The above just describes the use of the hashtable in recognizing transpositions. A very important point about the hashtable is another one though: The hashtable helps in move ordering. Since we are using iterative deepening, we will have information in the hashtable from the last search with less search depth. If we also record the best move in the hashtable, we can use this best move to order our movelist - the best move first. The hash move is a very good guess for the best move!

Killer moves

Killer moves are another heuristic to help in move ordering. The basic idea behind killer moves is this: Imagine a position with white to move. After white's first move we go into the next recursion of AlphaBeta and find a move K for black which causes a beta cutoff for black. The reasoning is then that move K is a good move for black, a 'killer'. So when we try the next white move it seems reasonable to try move K first, before all others.
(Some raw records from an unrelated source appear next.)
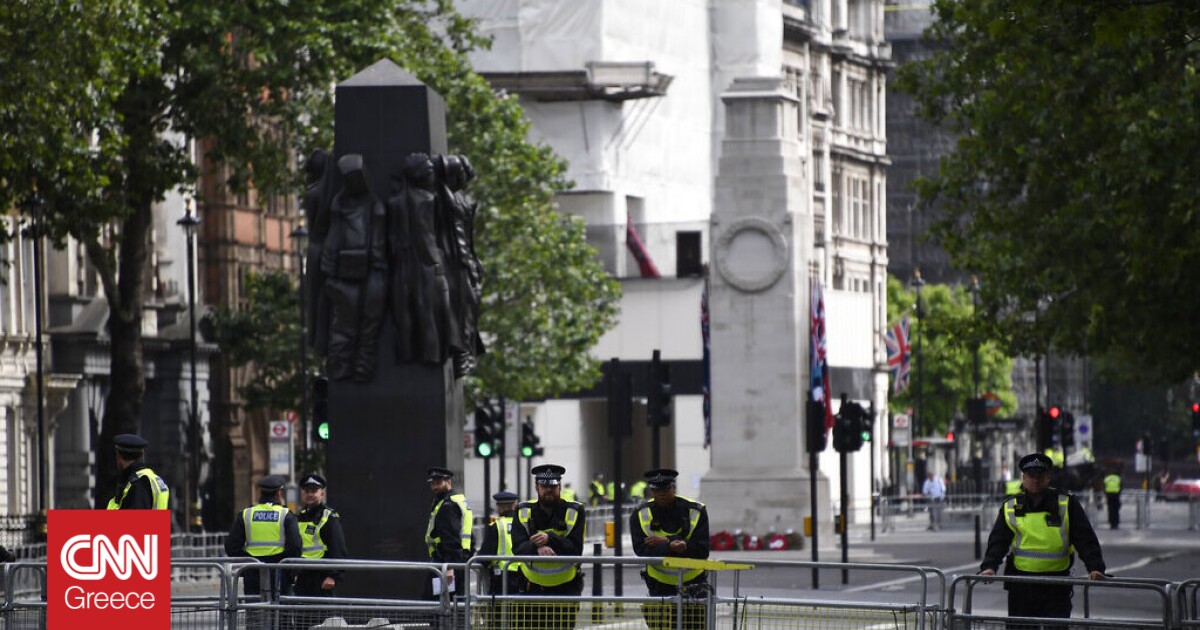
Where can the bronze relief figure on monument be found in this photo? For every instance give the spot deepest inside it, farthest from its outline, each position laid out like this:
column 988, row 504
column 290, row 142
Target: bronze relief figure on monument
column 413, row 257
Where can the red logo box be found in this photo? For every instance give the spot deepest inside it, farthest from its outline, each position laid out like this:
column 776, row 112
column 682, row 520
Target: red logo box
column 108, row 569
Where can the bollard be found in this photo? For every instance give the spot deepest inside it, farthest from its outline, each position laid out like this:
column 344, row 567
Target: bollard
column 978, row 540
column 597, row 585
In a game like chess, the above situation would fit to a position where black is threatening a mate in one, and white should do something about it. Killer moves are a very simple heuristic, but for their simplicity they work quite well. Some people use multiple killer moves. Others try to avoid the killer move being a move that they would search early anyway, e.g. a capture in chess. YMMV as always, test to see what works best for you!

History heuristics

History heuristics are in some way an extension of killer moves. With killer moves, the problem is that we forget them again immediately. You can think of killer moves as some kind of short-term memory, while history heuristics is long-term memory. In history heuristics we keep track of all good moves. For a game like chess or checkers, we take a double-indexed counter array, history[][], which we index with the from and to squares of the move. Every time we find a move from a-to-b to be good, we increment the value of history[a][b]. When we generate the movelist, we can then order it according to the values of the history array. You might want to experiment with the history heuristic too, e.g. you could decide only to increment the counter for moves which caused a fail-high (after all, in all other nodes you will have to search all moves anyway, so it doesn't matter as much in which order you search them).

Static ordering

Static move ordering is inherently a game-dependent heuristic, unlike the three others above, which are game-independent. From a theoretical point of view, game-independent heuristics are much more satisfactory, but for a 'real-world' program we just want the best possible performance. I can just give a few examples about static move ordering: In chess, capture moves are often ordered by the values of the 'agressor' and the 'victim'. In checkers, you might want to order promotions to the top of the list. When capture moves are possible in checkers, you might order them according to the number of stones they capture. In connect 4, you can order the moves so that moves close to the center of the board are at the top of the list. These are just a few ideas, and many more might be useful - it's a trial-and-error thing.

Search enhancements

All techniques above aimed at reducing the number of nodes to search by better move ordering. There is another class of enhancements with the same goal, but with different means. These enhancements try to exploit the nature of the AlphaBeta algorithm, which has to search fewer nodes when the alpha-beta window is smaller.

Windowing

Windowing is the simplest of the following techniques. In an iterative deepening framework, we always have a value of the previous iteration. Therefore, we try to reduce the search effort by using a smaller alpha-beta window. Instead of using -INFINITY...+INFINITY we can use an interval lastvalue-WINDOW...lastvalue+WINDOW. If the true MiniMax value at this iteration is really inside this window, we will just need to search fewer nodes than with the larger window. On the other hand, our guess that the true value is inside this window might also be wrong. In this case, we will get a fail-high or a fail-low. In this case, we will have to do a re-search with a larger window.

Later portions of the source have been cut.